Este é o enredo de Homem no Escuro, o mais recente livro publicado por Paul Auster (2008). Uma história simples e curta, mas não só escrita como cadenciada com maestria. A perspectiva das personagens e situações com as quais convivem, apenas evidenciadas por momentos de reflexão e lembrança, dá um forte caráter humanista à obra. Os assuntos abordados, entre eles a guerra e a velhice, têm uma grande dimensão e são extremamente ricos. Ainda que temas tão sólidos tenham caído em uma certa banalidade pela obviedade e caráter comum, o autor consegue reavivar os momentos de forma estimulante e encantadora.
O livro se divide em capítulos implícitos, quase atos; subtramas que se completam e abrem espaço para outras, dentro de um contexto maior. As histórias se entrelaçam sem deixar que nenhum tipo de confusão chegue ao leitor. Uma excelente tática para a formação do suspense e para quebrar os momentos de tensão e realidade fria do livro. O dinamismo converte o que poderia ser duro na satisfação de viajar pelos mundos propostos pela obra. Trata-se de uma leitura leve de deliciosa digestão, mas capaz de roer as estruturas humanas pela sensibilidade que atinge profundo em cada página.

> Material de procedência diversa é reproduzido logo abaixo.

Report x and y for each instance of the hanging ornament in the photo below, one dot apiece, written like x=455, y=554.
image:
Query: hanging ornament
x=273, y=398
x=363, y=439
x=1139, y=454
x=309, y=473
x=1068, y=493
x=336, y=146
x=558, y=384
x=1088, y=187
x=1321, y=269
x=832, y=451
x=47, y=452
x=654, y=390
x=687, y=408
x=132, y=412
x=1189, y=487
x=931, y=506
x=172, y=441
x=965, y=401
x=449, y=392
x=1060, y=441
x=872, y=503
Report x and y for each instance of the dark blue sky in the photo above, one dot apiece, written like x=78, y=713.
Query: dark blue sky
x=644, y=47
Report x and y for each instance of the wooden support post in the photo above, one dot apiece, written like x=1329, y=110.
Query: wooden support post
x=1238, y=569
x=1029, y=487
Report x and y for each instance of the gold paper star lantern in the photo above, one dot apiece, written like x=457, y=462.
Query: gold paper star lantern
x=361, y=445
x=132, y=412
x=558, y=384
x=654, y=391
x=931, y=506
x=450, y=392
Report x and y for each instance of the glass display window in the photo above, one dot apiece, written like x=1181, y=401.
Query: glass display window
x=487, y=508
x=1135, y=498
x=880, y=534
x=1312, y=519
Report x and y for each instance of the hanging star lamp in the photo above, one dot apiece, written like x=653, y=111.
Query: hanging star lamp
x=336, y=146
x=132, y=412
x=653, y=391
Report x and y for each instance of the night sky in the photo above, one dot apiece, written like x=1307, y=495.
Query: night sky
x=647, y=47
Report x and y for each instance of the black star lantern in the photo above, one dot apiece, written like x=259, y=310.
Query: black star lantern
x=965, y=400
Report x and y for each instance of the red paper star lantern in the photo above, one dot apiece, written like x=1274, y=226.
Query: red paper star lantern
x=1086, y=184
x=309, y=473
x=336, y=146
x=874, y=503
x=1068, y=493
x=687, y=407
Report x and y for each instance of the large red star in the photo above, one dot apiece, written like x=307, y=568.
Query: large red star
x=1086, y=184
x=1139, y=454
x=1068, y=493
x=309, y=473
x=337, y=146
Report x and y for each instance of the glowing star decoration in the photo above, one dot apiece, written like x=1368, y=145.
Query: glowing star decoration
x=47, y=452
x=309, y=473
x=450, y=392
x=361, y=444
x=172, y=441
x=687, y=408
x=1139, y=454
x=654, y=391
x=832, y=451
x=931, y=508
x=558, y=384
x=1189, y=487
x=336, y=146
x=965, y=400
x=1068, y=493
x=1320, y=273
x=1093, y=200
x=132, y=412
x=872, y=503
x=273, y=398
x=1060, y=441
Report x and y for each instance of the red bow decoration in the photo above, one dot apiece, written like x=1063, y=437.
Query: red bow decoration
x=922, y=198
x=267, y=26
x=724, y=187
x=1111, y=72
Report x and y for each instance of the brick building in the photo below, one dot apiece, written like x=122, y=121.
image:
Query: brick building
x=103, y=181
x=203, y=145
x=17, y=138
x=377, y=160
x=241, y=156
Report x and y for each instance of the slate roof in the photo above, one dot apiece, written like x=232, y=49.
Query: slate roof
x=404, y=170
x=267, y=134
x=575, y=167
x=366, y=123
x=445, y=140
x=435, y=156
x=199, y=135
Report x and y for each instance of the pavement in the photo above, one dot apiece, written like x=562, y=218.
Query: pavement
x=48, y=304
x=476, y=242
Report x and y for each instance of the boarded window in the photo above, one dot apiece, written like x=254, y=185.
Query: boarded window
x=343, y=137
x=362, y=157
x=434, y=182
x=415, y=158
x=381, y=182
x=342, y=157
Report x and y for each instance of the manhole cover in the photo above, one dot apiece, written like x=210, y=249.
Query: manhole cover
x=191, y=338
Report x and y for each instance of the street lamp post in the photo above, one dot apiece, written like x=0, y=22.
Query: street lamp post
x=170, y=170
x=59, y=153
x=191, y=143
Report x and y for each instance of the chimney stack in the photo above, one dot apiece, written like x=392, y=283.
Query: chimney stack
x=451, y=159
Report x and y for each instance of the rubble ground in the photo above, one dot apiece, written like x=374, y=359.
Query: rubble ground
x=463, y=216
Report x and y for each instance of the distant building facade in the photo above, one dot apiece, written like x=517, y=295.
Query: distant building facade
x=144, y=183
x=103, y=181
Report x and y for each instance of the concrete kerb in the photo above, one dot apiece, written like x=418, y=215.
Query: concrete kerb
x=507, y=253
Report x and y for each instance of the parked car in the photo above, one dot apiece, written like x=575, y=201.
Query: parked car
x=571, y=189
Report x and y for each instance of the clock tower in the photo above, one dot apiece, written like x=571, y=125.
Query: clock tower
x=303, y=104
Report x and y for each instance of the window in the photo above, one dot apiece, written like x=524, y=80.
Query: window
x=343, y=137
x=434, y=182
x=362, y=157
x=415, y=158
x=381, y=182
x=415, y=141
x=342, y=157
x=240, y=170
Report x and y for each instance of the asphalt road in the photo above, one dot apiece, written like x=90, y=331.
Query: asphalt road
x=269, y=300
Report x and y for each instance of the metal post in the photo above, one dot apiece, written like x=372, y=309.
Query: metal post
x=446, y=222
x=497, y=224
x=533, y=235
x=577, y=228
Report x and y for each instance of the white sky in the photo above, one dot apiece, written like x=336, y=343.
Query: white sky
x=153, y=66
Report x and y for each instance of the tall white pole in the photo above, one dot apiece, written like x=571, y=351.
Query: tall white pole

O autor nos expõe a uma experiência de boa reflexão, interação pessoal e imaginação. Procura sempre aflorar a sentimentos e conflitos essencialmente humanos. A leitura de Auster é fortemente recomendada, sobretudo para os que esperam um bom texto com conteúdo afetivo e realista. Porém, sua marca talvez seja tão expressiva que prejudique a obra como conjunto. É comum esperar que seu personagem principal seja um escritor, a história permeada de lembranças fortes e que haja uma mistura de enredos durante seus livros. Uma breve apreciação da arte cinematográfica também é corriqueira. Ainda que os caminhos pelos quais vagam suas ideias sejam no mínimo satisfatórios, não há muito o que esperar em termos de inovação.